Courrier des statistiques N13 - 2025
Présentation du numéro
Ces dernières années, l’univers de la donnée s’est considérablement transformé, ouvrant la voie à nombre d’innovations, organisationnelles ou scientifiques. Le Courrier des statistiques s’attache régulièrement à éclairer ces évolutions, voire à éclairer comment naissent les innovations. Vous souvenez-vous de l’article « Naissance d’une innovation en production statistique » de Jean-Marc Béguin dans le numéro N3 ?

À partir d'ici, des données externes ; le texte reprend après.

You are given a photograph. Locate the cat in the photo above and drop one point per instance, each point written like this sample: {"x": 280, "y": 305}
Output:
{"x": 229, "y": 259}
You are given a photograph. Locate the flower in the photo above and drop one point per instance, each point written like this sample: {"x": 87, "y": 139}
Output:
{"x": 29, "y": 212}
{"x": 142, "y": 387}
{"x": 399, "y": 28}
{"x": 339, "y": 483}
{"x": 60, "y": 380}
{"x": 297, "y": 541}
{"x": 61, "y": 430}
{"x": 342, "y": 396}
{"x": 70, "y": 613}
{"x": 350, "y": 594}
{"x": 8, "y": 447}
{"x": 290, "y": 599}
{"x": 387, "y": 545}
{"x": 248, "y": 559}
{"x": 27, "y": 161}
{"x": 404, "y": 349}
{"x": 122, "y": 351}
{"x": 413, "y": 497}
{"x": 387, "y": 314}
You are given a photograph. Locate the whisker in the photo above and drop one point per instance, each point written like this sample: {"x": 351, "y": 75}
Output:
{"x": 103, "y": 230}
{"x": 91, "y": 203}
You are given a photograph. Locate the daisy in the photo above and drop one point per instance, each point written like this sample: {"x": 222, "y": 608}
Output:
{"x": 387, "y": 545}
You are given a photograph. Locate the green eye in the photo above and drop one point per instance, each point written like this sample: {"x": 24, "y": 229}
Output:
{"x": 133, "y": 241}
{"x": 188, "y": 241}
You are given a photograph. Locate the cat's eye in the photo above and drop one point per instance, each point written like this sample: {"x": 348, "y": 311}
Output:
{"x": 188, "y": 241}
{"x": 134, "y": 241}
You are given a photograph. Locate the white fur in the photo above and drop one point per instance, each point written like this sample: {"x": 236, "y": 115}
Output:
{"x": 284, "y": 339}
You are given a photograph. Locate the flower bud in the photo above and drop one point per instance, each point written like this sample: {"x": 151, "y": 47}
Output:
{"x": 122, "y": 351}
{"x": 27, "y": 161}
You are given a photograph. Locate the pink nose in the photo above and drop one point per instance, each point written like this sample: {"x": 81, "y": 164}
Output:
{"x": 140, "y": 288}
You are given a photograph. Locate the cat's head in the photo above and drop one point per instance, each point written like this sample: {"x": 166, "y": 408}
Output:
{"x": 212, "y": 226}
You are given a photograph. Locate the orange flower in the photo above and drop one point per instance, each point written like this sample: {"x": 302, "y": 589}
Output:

Dans ce numéro N13, nous vous emmenons au-delà du système statistique public. En effet, la science des données au service de missions d’intérêt public ne s’arrête pas à ses frontières. Récemment, dans un contexte de multiplication des données et de démocratisation des méthodes pour les traiter, plusieurs inspections générales se sont dotées d’un pôle de science des données. Pour ouvrir ce numéro, Quentin Bolliet, Aymeric Floyrac, Sophie Maillard et Agathe Rosenzweig présentent le pôle science des données de l’inspection générale des finances (IGF), créé en 2019. Puis, Juliette Berthe présente le pôle data de l’inspection générale des affaires sociales (Igas), créé en 2023. Au-delà de la spécificité de chacun de ces pôles, ils ont en commun le cadre particulier dans lequel ils interviennent : celui de missions visant à répondre à des questionnements de politique publique souvent très ciblés et dans des délais parfois fortement contraints. À la différence du système statistique public, ils réalisent des travaux sur mesure et de court terme, même s’ils s’attachent, autant que possible, à capitaliser au fil des missions les investissements réalisés.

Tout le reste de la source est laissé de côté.